Tuesday, 16 June 2015

Common Green Bottle Fly

The order Diptera comes from the Latin roots of di (meaning two) and ptera (meaning wings). This was simply given to these flies for their pair of wings. The term "Blowfly" is one of the most popular common names for the family Calliphoridae. Blowfly comes from an older English term. This term was about meat that had eggs laid on it, which was said to be fly blown in many of Shakespeare's works.
Common Green Bottle Fly 

The size of an adult bottle fly usually grows somewhat bigger from the larva stage yet the average range is still around 10-14 mm. In comparison, it is somewhat larger than a housefly. Common Green Bottle flies are known for their metallic green, blue or golden shine to its back. In further examination, three cross-grooves and 6-8 black bristle-like, or rough, hairs on it's thorax. The wings are clear with the addition of light brown veins. Both the legs and antennae are black. The head holds true to most flies with large eyes under the compound eye category. They also have sponge-like mouth parts such as a house fly would.

Proper identification of the Common Green Bottle Fly requires two characteristics. These two aspects of the bottle fly are important because the Common Green Bottle Fly is almost identical to its sister species, the Lucilia cuprina. In fact, microscopic examination is needed to tell the two species apart. The first main characteristic of the Common Green Bottle Fly is the presence of three bristles on the dorsal mesothorax. This body region is located on the middle of the back of the fly and can be most used when identifying the adult life stage of the fly. The Common Green Bottle Fly has 6–8 bristles on each side while Lucilia cuprina have only one. The second identifying characteristic is found when looking at the femoral joint in the first pair of legs. When looking at the Lucilia cuprina species, the femoral joint is metallic green. Rather, when investigating the Common Green Bottle Fly, this joint is a blue-black color.

Pinched this image from the internet, but it shows three key id features for Lucilia sericata making it possible to id it from an image.

Monday, 15 June 2015

Garden Bugs

Kleidocerys resedae Birch Catkin Bug

Found throughout England, Wales and southern Ireland, this rust-coloured bug is common on or around birch trees.
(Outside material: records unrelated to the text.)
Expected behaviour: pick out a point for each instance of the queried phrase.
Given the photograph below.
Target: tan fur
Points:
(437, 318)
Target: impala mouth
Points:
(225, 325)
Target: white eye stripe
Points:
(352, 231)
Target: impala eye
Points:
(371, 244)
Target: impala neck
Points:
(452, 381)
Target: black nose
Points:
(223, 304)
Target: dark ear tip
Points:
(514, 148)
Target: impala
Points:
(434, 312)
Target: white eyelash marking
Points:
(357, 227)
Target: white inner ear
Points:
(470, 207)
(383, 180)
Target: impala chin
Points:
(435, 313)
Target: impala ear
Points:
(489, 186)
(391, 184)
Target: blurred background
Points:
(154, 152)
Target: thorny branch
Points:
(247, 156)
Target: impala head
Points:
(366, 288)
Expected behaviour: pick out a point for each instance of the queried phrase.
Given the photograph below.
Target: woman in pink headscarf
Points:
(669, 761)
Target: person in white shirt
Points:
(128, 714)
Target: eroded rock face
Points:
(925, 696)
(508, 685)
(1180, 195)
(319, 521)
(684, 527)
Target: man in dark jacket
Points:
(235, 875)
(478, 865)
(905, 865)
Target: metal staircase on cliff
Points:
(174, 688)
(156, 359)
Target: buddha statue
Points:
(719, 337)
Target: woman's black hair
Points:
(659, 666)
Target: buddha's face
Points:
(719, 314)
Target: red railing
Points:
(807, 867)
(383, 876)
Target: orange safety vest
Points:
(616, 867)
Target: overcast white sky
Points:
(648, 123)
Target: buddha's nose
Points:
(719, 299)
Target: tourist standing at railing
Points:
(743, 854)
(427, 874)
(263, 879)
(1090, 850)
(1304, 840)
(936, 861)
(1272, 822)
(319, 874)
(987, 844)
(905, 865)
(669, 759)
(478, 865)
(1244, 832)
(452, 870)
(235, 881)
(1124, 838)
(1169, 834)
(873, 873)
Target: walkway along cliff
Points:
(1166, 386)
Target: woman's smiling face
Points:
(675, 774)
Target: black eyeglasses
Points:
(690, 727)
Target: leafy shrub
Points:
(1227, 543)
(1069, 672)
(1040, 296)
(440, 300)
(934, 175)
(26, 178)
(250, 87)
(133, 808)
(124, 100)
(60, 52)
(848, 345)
The  forewings are patterned and largely transparent, with the corium and clavus punctate. The clavus has three rows of punctures.

Adults overwinter, emerging and breeding in the early spring, when they fly and emit mating calls using a strigil found on one of the hind wing veins. Larvae occur March-September and there are several generations a year, at least in the south.

Kleidocerys resedae Birch Catkin Bug

Rosemary Beetle

Chrysolina americana, common name Rosemary Beetle is a species of beetles belonging to the family Chrysomelidae.

Chrysolina americana can reach a length of 5–8 millimetres (0.20–0.31 in). They have colourful elytra with metallic green and purple longitudinal stripes. The wings are quite short, so these beetles can not fly.

This species feeds on various aromatic Lamiaceae, mainly on rosemary (Rosmarinus officinalis) (hence the common name), lavender (Lavandula) and thyme (Thymus).

In the Mediterranean region females lay their eggs in late summer on the leaves of the host plants. The larvae show whitish to blackish bands. Larval development continues during the winter months. The pupal stage lasts about three weeks. The imago is released in the spring.

Despite the species name americana, this leaf beetle is native and common to eastern Europe and the Mediterranean sub-region.

This species was first discovered living outdoors in the United Kingdom in 1994. By 2002 it had become widespread in the London area, and spreading rapidly throughout. Although it is susceptible to some pesticides, it is usually recommended that home growers pick off beetles by hand, or shake them off onto a sheet of paper to remove them, if the plant affected by them is intended for culinary purposes.